Machine Learning (ML) is, with no doubt, one of the most important aspects of artificial intelligence and has enjoyed great success in various domains. In this course, we will cover the theoretical foundations of ML, as well as several representative algorithms.

Logistics:

  • Instructor: Shangtong Zhang
  • Location: Mechanical Engineering Building 341
  • Time: Tuesday & Thursday, 14:00 - 15:15
  • Office Hours:
    • Shangtong: Thursday 13:00 - 14:00 (Rice Hall 422)
    • Ethan Blaser (Head TA): Friday 10:00 - 11:00 (Rice Hall 442)
    • Xu Ouyang (TA): Wednesday 15:00 - 16:00 (Rice Hall 442)
  • UVACanvas: 24S CS6316 Machine Learning
  • Prerequisite:
    • Probability, Linear Algebra, Calculus, Python
  • Undergraduates: I am in general not against undergraduates taking this course. If you are a UVA undergraduate and believe you fulfill all the prerequisites and the textbook seems interesting and readable to you, please move forward directly by submitting the proper forms, assuming I will approve it. But remember that this course is very mathy. All the information I have about this course is available on this website, so please exercise your judgment. Different schools and colleges have different required forms. It is your responsibility to figure out which form to submit and where to submit it - this is another hidden prerequisite for this course.

Teaching:

  • Textbook: We will use Understanding Machine Learning: From Theory to Algorithms (UML) as the textbook. You can download a free version of UML from the previous link.
  • Lectures: All lectures are whiteboards. To encourage attendance, there will be no slides or notes. But I am sure you can find everything in UML. This is because I believe whiteboards are the most effective way for proof-based lectures, based on both my undergraduate study and past teaching experience. As a courtesy, I will try my best to record each lecture (though not guaranteed) and post the recordings in Canvas. That being said, it might be good to factor this whiteboard format into consideration when enrolling in this course.
  • Course Plan: We will follow the recommended course plan “A 14 Week Introduction Course for Graduate Students” outlined in Section 1.5.1 of UML. The only difference is that we will not skip any proof.

Grading

  • Homework (72%): There will be 6 homework (12% x 6), which are (possibly variants of) exercises from UML. Here are detailed requirements for the writeup.
  • Final Project: There will be one single course project.

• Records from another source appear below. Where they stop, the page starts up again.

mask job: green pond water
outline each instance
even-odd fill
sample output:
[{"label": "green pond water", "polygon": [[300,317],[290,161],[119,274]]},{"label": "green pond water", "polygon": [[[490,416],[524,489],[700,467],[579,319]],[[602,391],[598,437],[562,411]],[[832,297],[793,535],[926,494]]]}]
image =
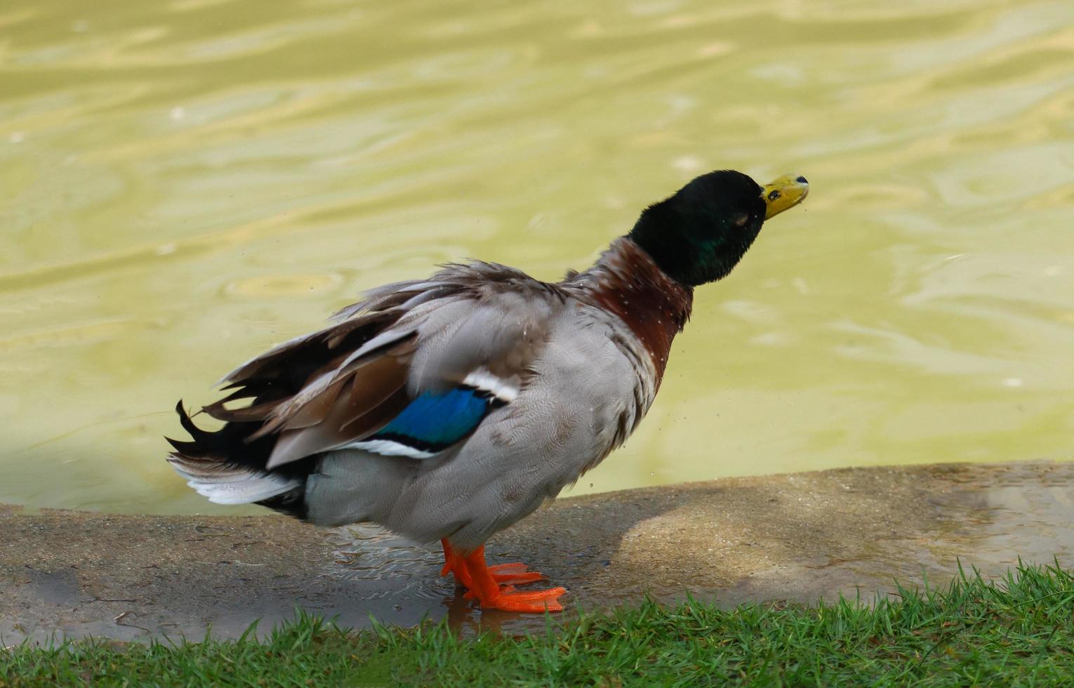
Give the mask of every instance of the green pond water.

You can solo it or team up (up to four team members). Here are detailed requirements for the project. The scores break down into 3 parts
    • Project proposal (10%)
    • Project presentation (8%)
    • Project writeup (10%)

Roadmap:

All the written assignments are expected to be PDF files generated by LaTeX. Here are some tips for LaTeX. The final letter grade is based on curved scores.

Date Comments
01/18 First lecture.
01/26 HW1 released.
01/31 Last day to enroll.
02/09 HW2 released.
02/11 HW 1 due. Project proposal due.
02/20 HW 1 debrief + guest lecture on RL.
02/22 HW3 released.
02/25 HW 2 due.
03/05 No lecture. Spring recess.
03/07 No lecture. Spring recess.
03/10 HW 3 due.
03/24 HW 4 due.
04/07 HW 5 due.
04/21 HW 6 due.
04/30 Last lecture.
05/05 Project presentation and writeup due.

Policies:

  • Late Policy: Late submission within 8 hours (a grace period) has no penalty. Late submission within 24 hours loses 33% of the scores. Late submission within 48 hours loses 66% of the scores. Late submission after 48 hours loses all scores. No late submission is allowed for the final projection presentation and writeup. No exception will be made unless doctor notes or SDAC notifications are provided.
  • Regrading Policy: For every assignment, one regrading request is allowed. I will regrade the entire assignment and there is no guarantee that the score will not decrease.